…..maybe I don’t want to
don’t be so blue
…..maybe my face
…..feels better this way
The day that my brother committed suicide the nurse at the hospital, who knew nothing about me, took one look at me and said, “Smile. It can’t be that bad.”
I spun around and snapped, “Fuck you,” at her.
She looked stunned and then under her breath, afraid, she responded, “How dare you?”
It took every bit of my strength not to grab her by the throat as I screamed, “This morning, my brother put a plastic bag over his head, hooked up to a helium tank and ended his own life with the meticulous care and planning of someone plotting a bank heist, so I don’t fucking feel like smiling. Sorry if that brings you down.”
She had nothing to say in response and just walked away.
turn your frown
…..maybe it hurts
…..of my mouth
don’t be a party pooper
I’d been awake for three days on crystal meth when a customer walked up the counter and said, “Smile. It doesn’t cost anything to smile.”

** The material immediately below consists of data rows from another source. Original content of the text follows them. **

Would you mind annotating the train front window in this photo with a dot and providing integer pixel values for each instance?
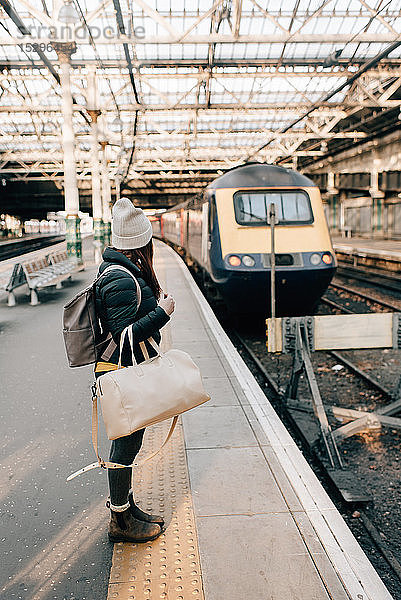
(292, 207)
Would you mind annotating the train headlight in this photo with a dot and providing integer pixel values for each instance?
(315, 259)
(234, 260)
(327, 258)
(248, 261)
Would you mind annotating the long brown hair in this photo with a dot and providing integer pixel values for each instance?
(143, 259)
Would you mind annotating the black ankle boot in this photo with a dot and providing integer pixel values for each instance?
(123, 527)
(137, 513)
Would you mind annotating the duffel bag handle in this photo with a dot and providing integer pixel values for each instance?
(142, 345)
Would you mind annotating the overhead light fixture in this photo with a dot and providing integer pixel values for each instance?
(117, 124)
(332, 58)
(68, 13)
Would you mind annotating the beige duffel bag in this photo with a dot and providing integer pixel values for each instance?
(135, 397)
(157, 389)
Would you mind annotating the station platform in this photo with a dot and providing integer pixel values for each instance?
(246, 517)
(369, 252)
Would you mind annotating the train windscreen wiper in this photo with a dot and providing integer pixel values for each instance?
(254, 216)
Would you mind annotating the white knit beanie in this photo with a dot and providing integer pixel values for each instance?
(130, 227)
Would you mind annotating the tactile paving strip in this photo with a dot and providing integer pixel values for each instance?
(169, 567)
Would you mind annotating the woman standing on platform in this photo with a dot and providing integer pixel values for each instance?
(118, 306)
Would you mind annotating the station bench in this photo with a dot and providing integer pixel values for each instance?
(39, 273)
(48, 271)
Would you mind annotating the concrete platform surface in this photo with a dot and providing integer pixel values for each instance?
(369, 247)
(246, 517)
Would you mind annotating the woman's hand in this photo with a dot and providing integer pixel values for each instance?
(167, 303)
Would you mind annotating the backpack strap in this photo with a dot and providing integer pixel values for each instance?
(104, 464)
(111, 346)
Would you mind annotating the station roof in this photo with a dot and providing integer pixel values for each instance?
(190, 88)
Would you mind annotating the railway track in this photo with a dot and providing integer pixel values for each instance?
(365, 522)
(372, 277)
(371, 529)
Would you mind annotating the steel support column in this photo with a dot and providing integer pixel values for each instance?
(71, 195)
(106, 195)
(94, 113)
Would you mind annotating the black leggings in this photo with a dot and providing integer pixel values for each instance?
(123, 450)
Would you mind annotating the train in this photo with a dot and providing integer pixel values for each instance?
(225, 232)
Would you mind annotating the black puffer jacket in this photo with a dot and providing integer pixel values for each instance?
(116, 306)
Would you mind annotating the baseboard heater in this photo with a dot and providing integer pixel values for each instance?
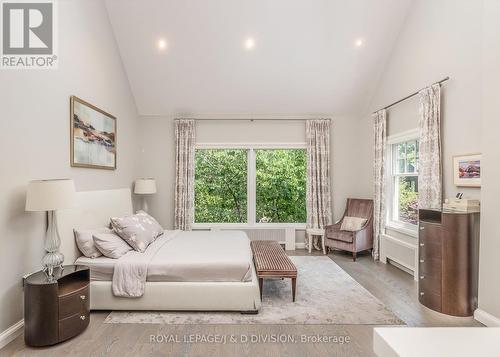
(282, 235)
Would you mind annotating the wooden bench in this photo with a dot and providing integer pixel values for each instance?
(271, 261)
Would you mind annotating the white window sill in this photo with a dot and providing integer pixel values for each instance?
(403, 229)
(298, 226)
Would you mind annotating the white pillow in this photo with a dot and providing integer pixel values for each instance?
(85, 241)
(138, 230)
(352, 224)
(111, 245)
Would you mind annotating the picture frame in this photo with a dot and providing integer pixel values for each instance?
(467, 170)
(93, 136)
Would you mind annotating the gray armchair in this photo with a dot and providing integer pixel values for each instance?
(352, 241)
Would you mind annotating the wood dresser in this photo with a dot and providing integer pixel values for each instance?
(56, 310)
(448, 261)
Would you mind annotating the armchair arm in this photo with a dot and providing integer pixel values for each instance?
(331, 229)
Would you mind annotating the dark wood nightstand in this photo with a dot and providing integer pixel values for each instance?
(59, 309)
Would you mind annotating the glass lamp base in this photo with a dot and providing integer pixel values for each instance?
(51, 261)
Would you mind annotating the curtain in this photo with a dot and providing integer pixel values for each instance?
(430, 167)
(318, 193)
(379, 146)
(184, 174)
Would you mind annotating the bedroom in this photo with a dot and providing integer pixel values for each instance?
(254, 90)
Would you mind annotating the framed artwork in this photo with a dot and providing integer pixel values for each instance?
(93, 136)
(467, 170)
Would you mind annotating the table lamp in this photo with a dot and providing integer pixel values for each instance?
(145, 186)
(49, 196)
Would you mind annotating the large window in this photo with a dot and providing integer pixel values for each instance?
(280, 186)
(250, 185)
(403, 208)
(220, 186)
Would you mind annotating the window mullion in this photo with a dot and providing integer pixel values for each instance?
(251, 187)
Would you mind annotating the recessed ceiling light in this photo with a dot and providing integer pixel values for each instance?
(162, 44)
(249, 43)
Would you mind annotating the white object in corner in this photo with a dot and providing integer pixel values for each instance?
(400, 252)
(436, 341)
(11, 333)
(486, 318)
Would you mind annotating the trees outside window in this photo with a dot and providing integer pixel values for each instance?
(404, 195)
(250, 186)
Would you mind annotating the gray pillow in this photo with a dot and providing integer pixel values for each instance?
(352, 224)
(138, 230)
(85, 241)
(111, 245)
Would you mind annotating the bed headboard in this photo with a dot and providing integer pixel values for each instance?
(93, 210)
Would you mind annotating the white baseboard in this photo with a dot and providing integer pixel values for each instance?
(486, 318)
(11, 333)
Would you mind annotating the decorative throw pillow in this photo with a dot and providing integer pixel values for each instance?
(111, 245)
(85, 241)
(138, 230)
(352, 224)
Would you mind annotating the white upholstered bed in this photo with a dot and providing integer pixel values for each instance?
(186, 289)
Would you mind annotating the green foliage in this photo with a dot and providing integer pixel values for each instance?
(408, 200)
(281, 186)
(221, 186)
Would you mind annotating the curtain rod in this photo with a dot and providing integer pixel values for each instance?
(251, 119)
(411, 95)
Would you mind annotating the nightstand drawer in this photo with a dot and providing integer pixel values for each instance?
(73, 325)
(73, 303)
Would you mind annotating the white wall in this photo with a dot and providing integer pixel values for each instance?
(439, 39)
(349, 159)
(489, 283)
(34, 125)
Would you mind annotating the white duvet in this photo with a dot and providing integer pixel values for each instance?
(185, 256)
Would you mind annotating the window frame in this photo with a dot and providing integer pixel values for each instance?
(392, 202)
(251, 184)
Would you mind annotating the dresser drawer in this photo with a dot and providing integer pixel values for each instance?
(429, 248)
(430, 267)
(429, 284)
(74, 303)
(73, 325)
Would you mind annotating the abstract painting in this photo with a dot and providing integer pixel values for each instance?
(467, 170)
(93, 136)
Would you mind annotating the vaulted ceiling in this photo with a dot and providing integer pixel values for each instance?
(309, 56)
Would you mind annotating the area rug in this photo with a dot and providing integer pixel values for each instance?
(326, 294)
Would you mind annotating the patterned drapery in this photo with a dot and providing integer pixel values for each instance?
(380, 129)
(318, 193)
(430, 166)
(184, 174)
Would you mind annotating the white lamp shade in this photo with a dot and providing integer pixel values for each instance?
(145, 186)
(50, 195)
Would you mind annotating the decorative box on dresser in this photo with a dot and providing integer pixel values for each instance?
(449, 261)
(56, 310)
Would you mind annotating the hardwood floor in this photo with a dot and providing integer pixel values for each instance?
(395, 288)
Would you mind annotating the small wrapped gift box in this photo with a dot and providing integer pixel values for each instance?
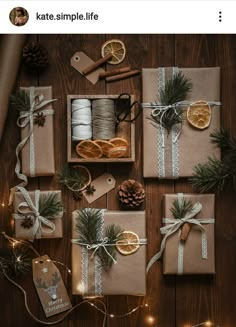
(196, 254)
(33, 214)
(174, 154)
(37, 154)
(127, 276)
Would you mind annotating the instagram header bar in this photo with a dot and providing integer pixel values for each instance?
(117, 17)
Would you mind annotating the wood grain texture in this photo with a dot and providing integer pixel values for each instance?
(174, 301)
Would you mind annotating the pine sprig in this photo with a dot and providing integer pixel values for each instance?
(73, 177)
(50, 205)
(181, 208)
(175, 90)
(88, 226)
(20, 101)
(215, 174)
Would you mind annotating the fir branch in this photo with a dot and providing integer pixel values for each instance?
(89, 225)
(73, 178)
(20, 101)
(211, 176)
(50, 205)
(181, 208)
(176, 90)
(16, 261)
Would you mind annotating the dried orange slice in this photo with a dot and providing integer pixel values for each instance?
(105, 145)
(117, 152)
(117, 48)
(199, 114)
(89, 150)
(119, 141)
(128, 243)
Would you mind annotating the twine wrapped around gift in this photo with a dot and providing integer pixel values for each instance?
(29, 208)
(174, 225)
(168, 147)
(91, 267)
(37, 103)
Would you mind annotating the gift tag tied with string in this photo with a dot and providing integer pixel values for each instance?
(50, 287)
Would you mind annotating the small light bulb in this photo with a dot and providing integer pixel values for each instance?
(150, 320)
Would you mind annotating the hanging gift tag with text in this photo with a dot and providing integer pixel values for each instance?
(100, 186)
(50, 287)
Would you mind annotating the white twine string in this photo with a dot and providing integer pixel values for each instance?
(104, 243)
(103, 119)
(34, 209)
(81, 120)
(159, 110)
(173, 225)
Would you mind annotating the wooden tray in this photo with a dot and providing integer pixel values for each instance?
(124, 130)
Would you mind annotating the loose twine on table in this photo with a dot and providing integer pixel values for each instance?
(81, 120)
(104, 121)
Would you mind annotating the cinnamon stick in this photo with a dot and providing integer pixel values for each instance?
(98, 63)
(121, 76)
(185, 231)
(114, 72)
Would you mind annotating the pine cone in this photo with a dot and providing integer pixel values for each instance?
(131, 193)
(35, 55)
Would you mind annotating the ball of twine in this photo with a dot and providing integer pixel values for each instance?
(103, 112)
(81, 120)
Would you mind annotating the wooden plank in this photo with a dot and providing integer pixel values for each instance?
(144, 51)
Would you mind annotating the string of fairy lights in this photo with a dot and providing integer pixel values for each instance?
(150, 320)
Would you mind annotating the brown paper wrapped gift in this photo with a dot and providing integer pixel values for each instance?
(40, 161)
(180, 153)
(127, 276)
(20, 206)
(192, 253)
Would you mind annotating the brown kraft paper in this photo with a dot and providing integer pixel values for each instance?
(23, 233)
(43, 140)
(10, 57)
(192, 262)
(194, 145)
(128, 276)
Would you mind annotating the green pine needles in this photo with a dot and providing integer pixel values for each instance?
(176, 90)
(215, 174)
(89, 224)
(181, 208)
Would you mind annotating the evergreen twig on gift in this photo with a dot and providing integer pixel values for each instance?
(181, 208)
(175, 90)
(50, 205)
(75, 178)
(215, 174)
(16, 261)
(20, 101)
(88, 225)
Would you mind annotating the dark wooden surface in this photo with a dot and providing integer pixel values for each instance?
(174, 301)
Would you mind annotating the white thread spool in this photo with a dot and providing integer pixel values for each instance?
(103, 111)
(81, 119)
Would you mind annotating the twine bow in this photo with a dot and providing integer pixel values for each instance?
(37, 102)
(173, 225)
(39, 220)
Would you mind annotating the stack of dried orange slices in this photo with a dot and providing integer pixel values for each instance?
(114, 148)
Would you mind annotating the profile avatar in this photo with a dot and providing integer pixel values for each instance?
(19, 16)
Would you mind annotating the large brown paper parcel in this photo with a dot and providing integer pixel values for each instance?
(24, 233)
(193, 145)
(128, 276)
(192, 260)
(43, 139)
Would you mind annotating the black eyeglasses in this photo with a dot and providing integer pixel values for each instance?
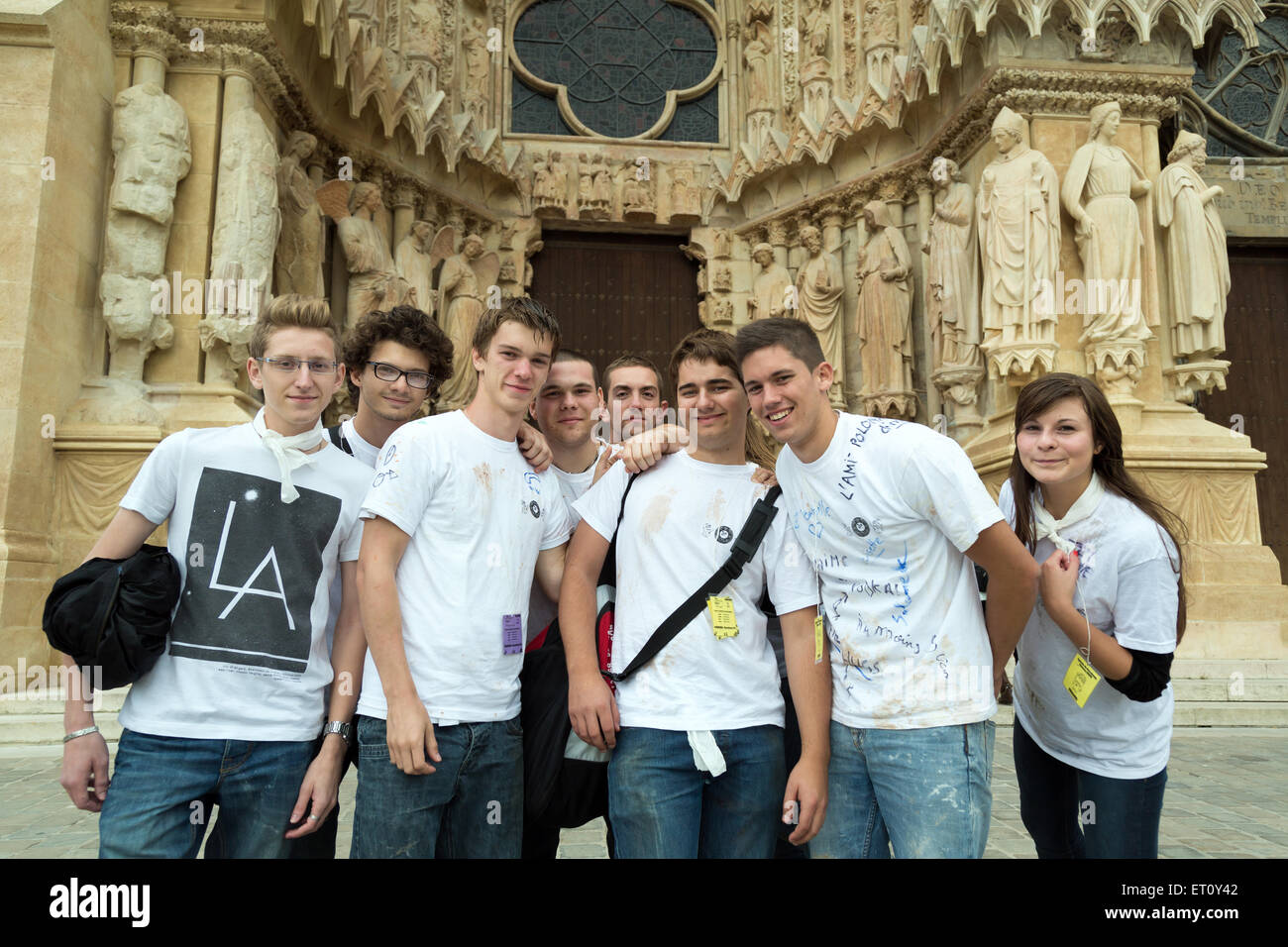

I looked at him with bloodshot eyes that felt like they were going to explode from my head. I felt fairly certain they were shaking from insanity. I was having some extreme difficulty keeping myself upright. I was worried that, if I moved my facial muscles at all, it might cause me to lose control and vomit all over this fucking asshole. Oh well, he had it coming.
I drew the corners of my mouth back in imitation of some distant memory of what smiling had been like. At the same time, I tried to widen my eyes in what I hoped would give the impression of warmth and contentment.
It must have had the opposite effect, however, as his expression turned from condescension to fear, he backed up three steps and then just turned around and ran.
you’re bumming me out
…..maybe you should
…..if you like it so much
you’ll make me feel better
I could see that she was getting ready to leave. For good, this time. Her suitcases were packed and she was heading out the door. I f I hadn’t left work early, she would have already been gone.
“Smile, honey,” I said, “Please?”
She put down her bags for a moment as she let out a long sigh of resignation.
“Fine,” she spit, through gritted teeth.
And then…she smiled. A smile so filled with hatred and triumph and pity that I felt all the air sucked from my lungs and the tears begin to pour, against my will, from my eyes.
She laughed from her gut. A laugh that felt to me like suffocating in a bag filled with nails.
She said, “There. I hope that makes you feel better.” Then she picked up her shit and walked out the door.